U.S. existing home sales rose 0.8 per cent in February from January, which is up 10.2 per cent from a year ago. That was its highest level in more than three years, but the fresh number was largely expected. The Philadelphia Fed March business conditions index, meanwhile, rose 2.0 per cent this month, a much better reading than the negative 12.5 in February.
The European Central Bank today set a Monday deadline for Cyprus to agree to a bailout plan. If it fails to do so, funding could be cut off to the country's cash-strapped banks, resulting in a financial meltdown that would create further economic upheaval in the euro zone.

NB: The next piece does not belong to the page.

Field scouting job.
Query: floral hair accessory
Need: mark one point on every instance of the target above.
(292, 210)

The Cyprus government on Tuesday voted against a levy on bank deposits that was part of an earlier bailout plan. Cyprus's president is now working on a new plan to obtain the European bailout, and there are reports Cyprus politicians have agreed to set up an investment fund to do so.

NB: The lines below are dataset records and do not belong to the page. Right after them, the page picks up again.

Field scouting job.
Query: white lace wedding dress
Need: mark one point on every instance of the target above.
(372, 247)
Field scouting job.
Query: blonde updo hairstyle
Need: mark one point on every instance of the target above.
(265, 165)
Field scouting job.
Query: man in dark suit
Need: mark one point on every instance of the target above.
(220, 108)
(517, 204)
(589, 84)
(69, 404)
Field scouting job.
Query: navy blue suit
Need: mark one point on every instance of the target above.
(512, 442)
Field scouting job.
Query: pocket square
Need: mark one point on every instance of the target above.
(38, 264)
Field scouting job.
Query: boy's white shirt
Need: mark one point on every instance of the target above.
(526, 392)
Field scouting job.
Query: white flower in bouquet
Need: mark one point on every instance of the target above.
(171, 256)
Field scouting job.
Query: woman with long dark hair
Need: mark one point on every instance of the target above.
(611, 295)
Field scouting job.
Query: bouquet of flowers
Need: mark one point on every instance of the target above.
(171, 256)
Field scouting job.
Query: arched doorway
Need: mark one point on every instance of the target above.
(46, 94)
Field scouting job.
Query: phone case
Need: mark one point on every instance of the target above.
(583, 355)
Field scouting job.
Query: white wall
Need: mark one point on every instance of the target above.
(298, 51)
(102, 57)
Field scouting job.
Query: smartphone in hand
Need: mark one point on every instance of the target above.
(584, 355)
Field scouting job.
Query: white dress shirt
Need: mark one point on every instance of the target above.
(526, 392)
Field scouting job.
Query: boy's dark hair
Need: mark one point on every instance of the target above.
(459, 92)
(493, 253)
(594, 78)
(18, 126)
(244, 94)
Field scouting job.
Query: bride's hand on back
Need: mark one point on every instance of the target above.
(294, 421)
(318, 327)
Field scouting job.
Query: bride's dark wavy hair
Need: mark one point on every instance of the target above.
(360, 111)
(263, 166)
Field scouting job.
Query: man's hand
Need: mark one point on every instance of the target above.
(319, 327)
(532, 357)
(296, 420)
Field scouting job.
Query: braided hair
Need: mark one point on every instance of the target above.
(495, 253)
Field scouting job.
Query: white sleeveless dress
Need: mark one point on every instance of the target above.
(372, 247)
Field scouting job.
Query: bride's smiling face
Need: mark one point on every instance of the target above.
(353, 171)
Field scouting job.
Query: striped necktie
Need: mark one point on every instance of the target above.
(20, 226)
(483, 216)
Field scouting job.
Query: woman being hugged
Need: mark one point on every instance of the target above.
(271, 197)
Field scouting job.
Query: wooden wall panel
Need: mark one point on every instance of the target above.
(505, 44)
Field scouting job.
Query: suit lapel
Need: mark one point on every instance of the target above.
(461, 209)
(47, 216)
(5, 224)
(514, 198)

Fresh data out of Europe overnight weren't lifting any spirits. The Markit preliminary composite purchasing-managers' index for the euro zone dropped to 46.5 in March from 47.9 in February (A level below 50 indicates a contraction in activity). Many had expected March's number to be higher than February; instead, the latest report suggests the downturn may be intensifying.
And while Germany has been a bright spot among European economies - relatively speaking - a separate purchasing managers' index for that country's manufacturing industry unexpectedly fell to 48.9 this month from 50.3 in February.
More upbeat was China's latest manufacturing purchasing managers' index. It rose to 51.7 in March from 50.4 in February, suggesting the sector in that country is expanding at a healthy clip. That news helped Chinese stocks rise modestly overnight.
Here's a look at some stocks moving on news so far today:
Lululemon Athletica Inc. reported quarterly profit of 75 cents a share, beating analysts’ estimates by 1 cent. Revenue rose to $485.5-million from $371.5-million, also a little above analysts’ expectations of $482.9 million. Shares edged up by 0.2 per cent at the open.
Marc Tellier is stepping down from his position as president and chief executive officer of Yellow Media Ltd. Shares held steady.
Research In Motion Ltd. said the BlackBerry 10 now offers more than 100,000 apps. Shares are up nearly 2 per cent, extending Wednesday's 7 per cent rally.
Oracle Corp. shares are down 8 per cent after the software maker reported much worse-than-expected revenues in its third quarter.
Yahoo Inc. shares are up 3.3 per cent after Oppenheimer upgraded the stock to "outperform" and raised its price target to $27 from $22.